Azure SQL Database is based on the latest stable version of the Microsoft SQL Server database engine. We can use advanced query processing features, such as high-performance in-memory technologies and intelligent query processing. We get the newest SQL Server capabilities with no overhead for patching or upgrading.
We will update our data to be a little more relational and show using a database backend for our game data.
With the Azure pricing tiers, there are many cost effective storage options. The cheapest option is Azure Blob storage, but it is also the least feature-rich. Azure SQL is typically the most expensive, but we are using a full SQL database engine, so that is understandable. And it is still less expensive than running your own SQL database on-premise or even in an Azure VM.
There are also some options, like Table storage and Cosmos DB, that can run in a serverless fashion, where you pay for the amount of data and number of operations (measured in DTUs) used rather than paying for fixed capacity.
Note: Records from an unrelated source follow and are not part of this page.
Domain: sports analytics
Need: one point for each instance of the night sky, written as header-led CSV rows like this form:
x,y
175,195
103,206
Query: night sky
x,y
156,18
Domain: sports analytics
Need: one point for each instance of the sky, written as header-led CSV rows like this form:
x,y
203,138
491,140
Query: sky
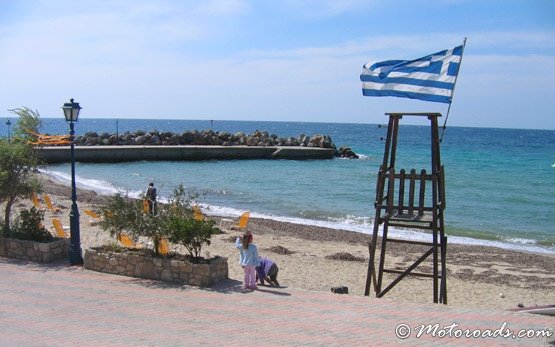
x,y
273,60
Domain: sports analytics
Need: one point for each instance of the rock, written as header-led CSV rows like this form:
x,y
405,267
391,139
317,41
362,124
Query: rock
x,y
210,137
340,290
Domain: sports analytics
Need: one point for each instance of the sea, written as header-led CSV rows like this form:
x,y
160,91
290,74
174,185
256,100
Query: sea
x,y
500,183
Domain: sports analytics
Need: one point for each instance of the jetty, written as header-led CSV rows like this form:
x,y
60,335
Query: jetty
x,y
127,153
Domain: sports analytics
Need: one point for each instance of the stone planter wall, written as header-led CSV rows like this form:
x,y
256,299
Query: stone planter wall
x,y
170,270
34,251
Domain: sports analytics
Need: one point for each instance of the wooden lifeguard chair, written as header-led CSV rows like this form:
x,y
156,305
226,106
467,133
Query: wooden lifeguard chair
x,y
414,200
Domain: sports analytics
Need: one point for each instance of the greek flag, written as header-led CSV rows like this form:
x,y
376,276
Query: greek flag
x,y
431,78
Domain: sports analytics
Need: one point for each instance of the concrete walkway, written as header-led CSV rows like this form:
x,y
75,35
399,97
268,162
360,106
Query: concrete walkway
x,y
59,305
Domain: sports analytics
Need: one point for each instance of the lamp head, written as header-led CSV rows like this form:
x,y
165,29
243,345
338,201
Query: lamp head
x,y
71,111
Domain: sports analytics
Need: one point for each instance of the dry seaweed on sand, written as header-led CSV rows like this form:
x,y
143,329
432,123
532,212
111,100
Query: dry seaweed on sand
x,y
344,256
280,250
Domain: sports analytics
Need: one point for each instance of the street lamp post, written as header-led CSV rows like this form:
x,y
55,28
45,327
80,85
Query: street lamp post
x,y
71,113
8,123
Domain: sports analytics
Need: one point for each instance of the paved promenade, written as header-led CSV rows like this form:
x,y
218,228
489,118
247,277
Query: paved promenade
x,y
59,305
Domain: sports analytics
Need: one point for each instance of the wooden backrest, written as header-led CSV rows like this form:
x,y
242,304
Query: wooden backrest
x,y
410,193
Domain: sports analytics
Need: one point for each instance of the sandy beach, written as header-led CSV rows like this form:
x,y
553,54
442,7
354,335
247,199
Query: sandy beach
x,y
478,277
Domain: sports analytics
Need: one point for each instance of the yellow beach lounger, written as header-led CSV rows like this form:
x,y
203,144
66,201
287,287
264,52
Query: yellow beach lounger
x,y
50,205
60,230
126,241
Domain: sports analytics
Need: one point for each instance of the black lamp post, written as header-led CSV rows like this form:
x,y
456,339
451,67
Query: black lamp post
x,y
71,112
8,123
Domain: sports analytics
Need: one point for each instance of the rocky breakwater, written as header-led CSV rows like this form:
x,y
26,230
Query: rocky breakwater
x,y
203,138
211,138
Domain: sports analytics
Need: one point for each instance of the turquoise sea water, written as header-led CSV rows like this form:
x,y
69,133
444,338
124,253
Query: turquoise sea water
x,y
500,183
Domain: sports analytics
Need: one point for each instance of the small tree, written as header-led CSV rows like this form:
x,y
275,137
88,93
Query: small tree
x,y
192,234
28,125
18,163
28,226
122,213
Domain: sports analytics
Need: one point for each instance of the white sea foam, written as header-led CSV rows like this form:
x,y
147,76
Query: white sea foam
x,y
366,225
350,223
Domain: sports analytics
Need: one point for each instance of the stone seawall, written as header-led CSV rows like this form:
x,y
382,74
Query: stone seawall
x,y
115,154
34,251
169,270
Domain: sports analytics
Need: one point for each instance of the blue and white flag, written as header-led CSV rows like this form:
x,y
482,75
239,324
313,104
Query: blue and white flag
x,y
431,78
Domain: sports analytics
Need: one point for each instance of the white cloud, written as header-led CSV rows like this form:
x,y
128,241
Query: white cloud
x,y
222,7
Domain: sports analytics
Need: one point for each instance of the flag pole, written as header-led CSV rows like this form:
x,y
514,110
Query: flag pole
x,y
452,94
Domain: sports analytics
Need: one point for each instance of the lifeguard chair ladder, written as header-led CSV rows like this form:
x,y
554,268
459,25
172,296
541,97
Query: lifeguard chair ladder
x,y
410,200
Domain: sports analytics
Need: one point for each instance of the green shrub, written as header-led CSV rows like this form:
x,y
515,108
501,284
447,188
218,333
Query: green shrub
x,y
192,234
173,221
29,226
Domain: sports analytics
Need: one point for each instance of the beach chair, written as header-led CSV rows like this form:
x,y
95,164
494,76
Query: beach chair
x,y
197,214
36,201
50,205
240,224
163,247
95,217
126,241
60,229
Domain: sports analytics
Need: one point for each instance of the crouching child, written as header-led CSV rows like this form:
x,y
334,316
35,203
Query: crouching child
x,y
267,271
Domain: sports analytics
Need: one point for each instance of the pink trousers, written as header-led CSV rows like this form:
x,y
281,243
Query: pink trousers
x,y
250,277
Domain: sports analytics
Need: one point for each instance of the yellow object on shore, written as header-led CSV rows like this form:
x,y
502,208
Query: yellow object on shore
x,y
127,242
49,204
60,232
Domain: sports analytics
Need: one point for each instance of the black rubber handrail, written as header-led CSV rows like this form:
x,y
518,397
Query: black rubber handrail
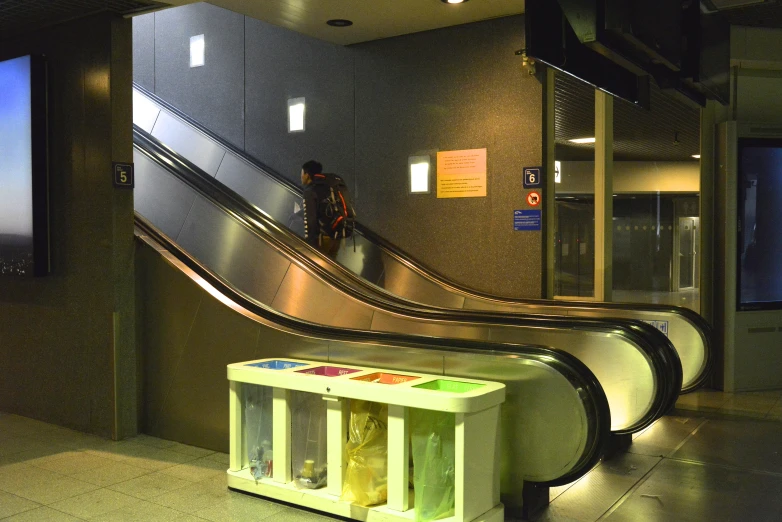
x,y
657,347
582,379
415,265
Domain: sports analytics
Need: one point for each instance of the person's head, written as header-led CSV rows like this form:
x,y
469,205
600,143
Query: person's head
x,y
308,170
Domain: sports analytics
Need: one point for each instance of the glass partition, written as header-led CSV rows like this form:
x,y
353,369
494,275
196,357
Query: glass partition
x,y
574,125
656,232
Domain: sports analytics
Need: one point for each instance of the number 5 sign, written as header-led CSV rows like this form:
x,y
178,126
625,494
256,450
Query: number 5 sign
x,y
123,175
532,177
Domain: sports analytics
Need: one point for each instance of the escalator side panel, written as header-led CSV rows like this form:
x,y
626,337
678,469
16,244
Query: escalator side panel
x,y
227,248
402,281
303,296
187,387
558,424
386,322
684,336
263,192
203,152
160,197
145,111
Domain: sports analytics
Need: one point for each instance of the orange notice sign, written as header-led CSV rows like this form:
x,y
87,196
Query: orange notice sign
x,y
461,173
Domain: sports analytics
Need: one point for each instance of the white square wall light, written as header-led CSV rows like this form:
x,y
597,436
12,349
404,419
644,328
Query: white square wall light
x,y
418,167
296,115
197,50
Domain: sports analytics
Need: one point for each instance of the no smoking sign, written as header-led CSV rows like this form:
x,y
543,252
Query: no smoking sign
x,y
533,199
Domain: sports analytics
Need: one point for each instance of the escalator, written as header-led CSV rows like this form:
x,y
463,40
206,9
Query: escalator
x,y
382,268
556,421
635,365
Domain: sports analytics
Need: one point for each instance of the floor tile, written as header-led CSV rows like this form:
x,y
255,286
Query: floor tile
x,y
702,400
42,514
241,507
141,511
222,458
197,470
73,463
11,505
147,487
297,515
193,498
112,474
94,503
53,489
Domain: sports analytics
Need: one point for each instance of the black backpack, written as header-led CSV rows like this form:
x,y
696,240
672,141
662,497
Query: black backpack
x,y
335,206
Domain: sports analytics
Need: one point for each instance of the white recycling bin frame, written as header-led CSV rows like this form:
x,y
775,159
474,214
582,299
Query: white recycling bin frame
x,y
477,437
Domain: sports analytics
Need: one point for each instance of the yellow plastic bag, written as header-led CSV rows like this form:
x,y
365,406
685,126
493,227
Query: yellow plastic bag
x,y
366,477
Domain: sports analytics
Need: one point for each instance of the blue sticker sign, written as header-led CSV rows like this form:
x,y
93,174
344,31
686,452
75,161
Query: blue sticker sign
x,y
660,325
532,177
527,220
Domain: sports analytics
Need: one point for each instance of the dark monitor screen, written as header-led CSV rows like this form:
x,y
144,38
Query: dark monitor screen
x,y
23,172
760,224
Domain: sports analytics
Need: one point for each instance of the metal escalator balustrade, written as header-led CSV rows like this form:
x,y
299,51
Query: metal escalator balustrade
x,y
555,419
246,248
384,265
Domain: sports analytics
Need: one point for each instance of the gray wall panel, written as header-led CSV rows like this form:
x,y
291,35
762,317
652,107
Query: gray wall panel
x,y
372,105
451,89
281,65
212,94
144,51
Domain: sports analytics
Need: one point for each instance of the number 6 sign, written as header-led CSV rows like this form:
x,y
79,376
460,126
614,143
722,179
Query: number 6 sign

These provide higher value features, and can be cost effective as you start your new services.
Here are some links with pricing details for different Azure Storage options:
- Azure Storage Pricing: for the base storage types
- Azure Tables Storage Pricing
- Pricing model of Azure Cosmos DB
- Price guidance & managing costs – SQL Server on Azure
Pricing is always a concern when using resources in our cloud provider. Azure gives us lot of options with different pricing tiers, including per-use (DTU) pricing for some of the high-cost storage options. This gives us the benefit of cheaper costs up-front while building and growing our service. And, it is possible to move from the per-use model to fixed price costing when our needs increase.
As we can see, there are a lot of different options for storage in Azure. Some of these options are applicable to our service requirements, so we will investigate those further. In the coming lessons, we will update our services to consume different repository implementations. These repositories will target different storage options, so we can see them each in action. We will discuss some of the pros and cons of each as we use them.
While it isn’t common to support multiple storage backends in an application, doing so in our sample allows us to learn each technology with a sample that we are already familiar with. And with microservices, different independent services can use the storage technology that best supports the service. So, it is plausible to have services that use Cosmos DB, which communicate with other services that use Blob Storage and even SQL databases. Knowing them all is beneficial to any web service developer.